Advance Your Career With Social Media

Do you consider yourself to be a bit of a social media whizz? Loads of Twitter followers, constantly posting on Instagram, reaching out on Facebook? Have you considered that this skill might be something that can advance your career?

Last month we looked at the learning opportunities that are out there which can help you extend your CV and get promotion. One of these is developing a talent for social media, which is increasingly important for law firms, but which not all law firms are confident about. 

Law firms these days rely more and more on non-lawyer members of staff to drive the business forward. Schillings, for example, a London firm widely regarded as extremely progressive and adventurous, has announced that by the end of 2017, half of the firm’s fee-earners will be non-lawyers. Part of this kind of thinking, which is becoming much more widespread, is putting the firm out into the market via its PR and advertising. That of course includes posts on Twitter, Instagram photographs and YouTube videos, among other things. 

If this is an extension of your work that might interest you, it’s worth investigating it, as it is seen as essential for law firms to have a social media strategy these days.
Lots of courses are available on social media, and if this is an area in which you would like to develop, it’s probably worth researching them and going on the one that you think suits you best. Your firm may offer to pay for the course, but if you have to pay for it yourself, it’s well worth the investment as you are likely to boost your earning power. As well as doing “practice runs” on media campaigns on such courses, you will also get certification for your CV, which shows future employers that you have sought-after skills. 

If you work for a large firm, tweeting and LinkedIn posting might already be done by an outsourced PR firm, but you can still make contact with them and ask about opportunities. It may well be worth making some “pitches”, suggesting some topics that they might consider tweeting about. You can also discuss this with your boss and find out what s/he is doing that’s tweetable, which would be very impressive.

Check to see whether there is a protocol in your firm to suggest subjects for social media, and get guidance from management. My experience is that PR firms are often very keen to receive suggestions of possible tweets to keep posting regularly for your firm – they are often desperate for material. If the PR firm takes up any of your suggestions, learn from the ones that it has chosen and the ones it’s rejected, and keep refining your skills. 

If you are in a firm where your boss or department doesn’t use a PR company, why not suggest opening a modest Twitter or LinkedIn account on behalf of them? You will probably find that your firm will want to approve any suggested posts, but that’s a safeguard for you as well as the firm, and helps you to build knowledge of what is and what is not acceptable. 

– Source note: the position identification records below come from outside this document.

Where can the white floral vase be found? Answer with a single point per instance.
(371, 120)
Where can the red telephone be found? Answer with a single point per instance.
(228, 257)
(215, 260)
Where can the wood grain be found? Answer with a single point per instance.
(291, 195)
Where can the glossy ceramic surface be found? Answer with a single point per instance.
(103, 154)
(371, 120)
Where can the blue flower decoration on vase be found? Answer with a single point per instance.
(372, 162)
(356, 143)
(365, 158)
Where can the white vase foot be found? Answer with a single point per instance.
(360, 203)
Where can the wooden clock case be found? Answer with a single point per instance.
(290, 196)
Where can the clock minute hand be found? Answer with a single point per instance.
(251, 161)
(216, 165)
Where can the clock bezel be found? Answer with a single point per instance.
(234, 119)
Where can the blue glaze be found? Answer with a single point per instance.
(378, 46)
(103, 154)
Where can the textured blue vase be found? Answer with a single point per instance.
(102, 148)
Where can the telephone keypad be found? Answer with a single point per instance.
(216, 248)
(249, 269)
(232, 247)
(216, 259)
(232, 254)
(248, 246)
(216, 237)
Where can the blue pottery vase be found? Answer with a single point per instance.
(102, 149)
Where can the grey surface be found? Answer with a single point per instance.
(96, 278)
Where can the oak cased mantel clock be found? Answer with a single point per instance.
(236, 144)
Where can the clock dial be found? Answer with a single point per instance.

If there is an overall marketing and PR strategy for the firm, it is always important to run ideas past management or the PR company, but look on this as a positive rather than a negative. Every time you do this, you are making stronger connections in the part of the legal business that you want to move to. If you want to move into legal PR full-time, you may well hear about possible opportunities through these people before they are generally known about.

Your understanding of the legal business through your secretarial work, combined with your flair for social media, can open up a whole new area of work for you. And if it does – tweet to us about it!